Extracting images sorted per page

Help
2013-04-27
2013-04-29
  • Kristian Jörg
    Kristian Jörg
    2013-04-27

    Hi!

    I am extracting images from pdf files that are made up of scanned images in jpeg format. I.e each pdf page contains only one image - the image of a document or book page.

    I am using the ImageExtractionSample.java as a basis for my code and everything works fine! Except for the fact that the images is extracted out of order. E.g the image that is on page 1 when viewed through a pdf viewer comes out as image 113... Some pdf files does produce images in the right order, some does not. I guess the ones that are in the right order is due to luck :)

    So, I either need to fins out the corresponding pdf page numer for each extracted image (by tracing the pdf structure back to the container with page info I guess).

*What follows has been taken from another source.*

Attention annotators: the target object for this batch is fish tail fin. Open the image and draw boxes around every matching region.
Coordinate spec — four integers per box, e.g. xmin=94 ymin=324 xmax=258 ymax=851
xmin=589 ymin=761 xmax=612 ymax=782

Or by sorting the indirect object list prior to the loop with extraction. As it stands now I have failed in both those attempts and need some guidance.

    Thanks
    Kristian

     
  • Kristian Jörg
    Kristian Jörg
    2013-04-29

    I solved this!

    By using the ContentScanner approach from the ContentScanningSample and merging that with the image extraction method in ImageExtractionSample the problem was solved.

    Suggestion, create a new sample program ImageExtractionSampleInOrder that does this. It guess it would help a lot of people!